Just today, I read yet another conversation in a bulletin board about the merits (or otherwise) of "mind mapping software" versus Buzan's "Mind Mapping®". As always, there were supporters on both "sides", the Mind Mapping® fans preferring the immediacy and creativity of hand-drawn maps to the sterile, slow and technology-dependent world of software. Who could disagree?
To me this seems like unconditionally declaring whether you prefer to walk or drive. If you are going to the local shop for a loaf of bread, walking is the healthy option. If you are visiting somewhere sixty miles away, walking is unlikely to be a serious contender, regardless of your preferences. So some preferences should be conditional to avoid being dogmas.
I prefer to draw Mind Maps® by hand, but I prefer "mind mapping" software if I want to draw something that needs to be shared and frequently updated and revised. Only those who (understandably) mistake mind mapping software as a tool for drawing Mind Maps® might declare an unconditional preference. There are a few software packages that aim to recreate Mind Maps®, but they are outnumbered by tools that simply aim to provide fast and easy graphical organisation of information.
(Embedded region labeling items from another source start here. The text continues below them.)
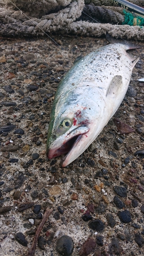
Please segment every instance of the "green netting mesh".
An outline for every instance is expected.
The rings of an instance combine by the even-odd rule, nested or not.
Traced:
[[[125,14],[125,21],[123,25],[127,25],[130,26],[144,26],[144,18],[139,16],[134,16],[132,13],[127,12],[124,10]]]

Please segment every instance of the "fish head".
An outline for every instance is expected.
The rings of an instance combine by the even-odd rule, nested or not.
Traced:
[[[81,155],[95,138],[96,112],[94,104],[92,106],[92,102],[88,101],[68,107],[64,104],[59,109],[55,109],[49,127],[48,158],[67,154],[61,161],[62,167],[65,167]],[[99,113],[98,109],[97,117]]]

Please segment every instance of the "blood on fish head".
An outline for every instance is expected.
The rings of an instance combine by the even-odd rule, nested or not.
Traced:
[[[68,165],[87,148],[94,130],[90,108],[73,106],[54,117],[49,129],[47,155],[51,159],[67,154],[61,164]],[[51,130],[50,130],[51,128]]]

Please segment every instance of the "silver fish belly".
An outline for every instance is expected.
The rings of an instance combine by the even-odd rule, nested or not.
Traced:
[[[60,81],[49,126],[47,155],[67,154],[65,167],[98,136],[119,106],[132,70],[139,59],[127,53],[129,46],[99,48],[76,62]]]

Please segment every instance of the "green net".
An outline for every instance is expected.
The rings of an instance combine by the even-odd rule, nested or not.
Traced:
[[[144,26],[144,18],[139,16],[136,17],[132,13],[126,12],[125,10],[124,10],[124,13],[125,14],[125,21],[123,23],[123,25]]]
Unfortunately the industry seems to be stuck with the term "mind mapping software" because that is where most of these tools originated from, and there is no other category that is as clearly recognised by the reviewers or potential users. But this does a disservice to both techniques, by
- implying that a Mind Map® is merely a tree,
- implying that a tree-shaped diagram must be a Mind Map®, and
- inviting misleading comparisons between Mind Mapping® and mind mapping software.
For this reason, I am changing the name of my Blog from "Beyond Crayons" to "Beyond Mind Mapping", to make it clearer that the use of mind mapping software is quite distinct from Mind Mapping®. Not better, not worse, but designed to do different things.